The Indian state of Gujarat has agreed to seek a fresh trial for 20 men acquitted of involvement in last year’s religious riots.

Tardy trials have led to calls for the Gujarat government's resignation

The capitulation came after the country’s highest court last week slammed the provincial government for its failure to punish those involved in the Hindu-Muslim riots, after a local court exonerated 20 men, charged with killing 12 Muslims, for lack of evidence.

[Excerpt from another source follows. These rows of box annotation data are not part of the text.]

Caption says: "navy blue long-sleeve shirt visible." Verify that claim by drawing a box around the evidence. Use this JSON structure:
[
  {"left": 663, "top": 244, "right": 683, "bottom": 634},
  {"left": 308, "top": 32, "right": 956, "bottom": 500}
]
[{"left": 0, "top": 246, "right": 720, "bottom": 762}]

P.N.Lahiri, Gujarat’s most senior bureaucrat informed the Supreme Court on Friday that the provincial government would amend its appeal against the acquittal of the 20 men and also seek their retrial. 

Censure

In a stinging indictment last week, Supreme Court Chief Justice V.N.Khare had termed the state government’s earlier appeal an “eyewash” and called on the the government to quit if it could not punish the culprits.

Gujarat is ruled by Prime Minister Atal Behari Vajpayee’s nationalist Bharatiya Janata Party.

The Supreme Court’s strictures followed an appeal by the independent National Human Rights Commission and a witness seeking a fresh trial in the case.

The killing of the 12 men in the city of Baroda was one of the most barbaric incidents during the riots which swept the state after 59 Hindu pilgrims were torched alive inside a train by a Muslim mob.

The riots left at least 1,000 people, mostly Muslims, dead.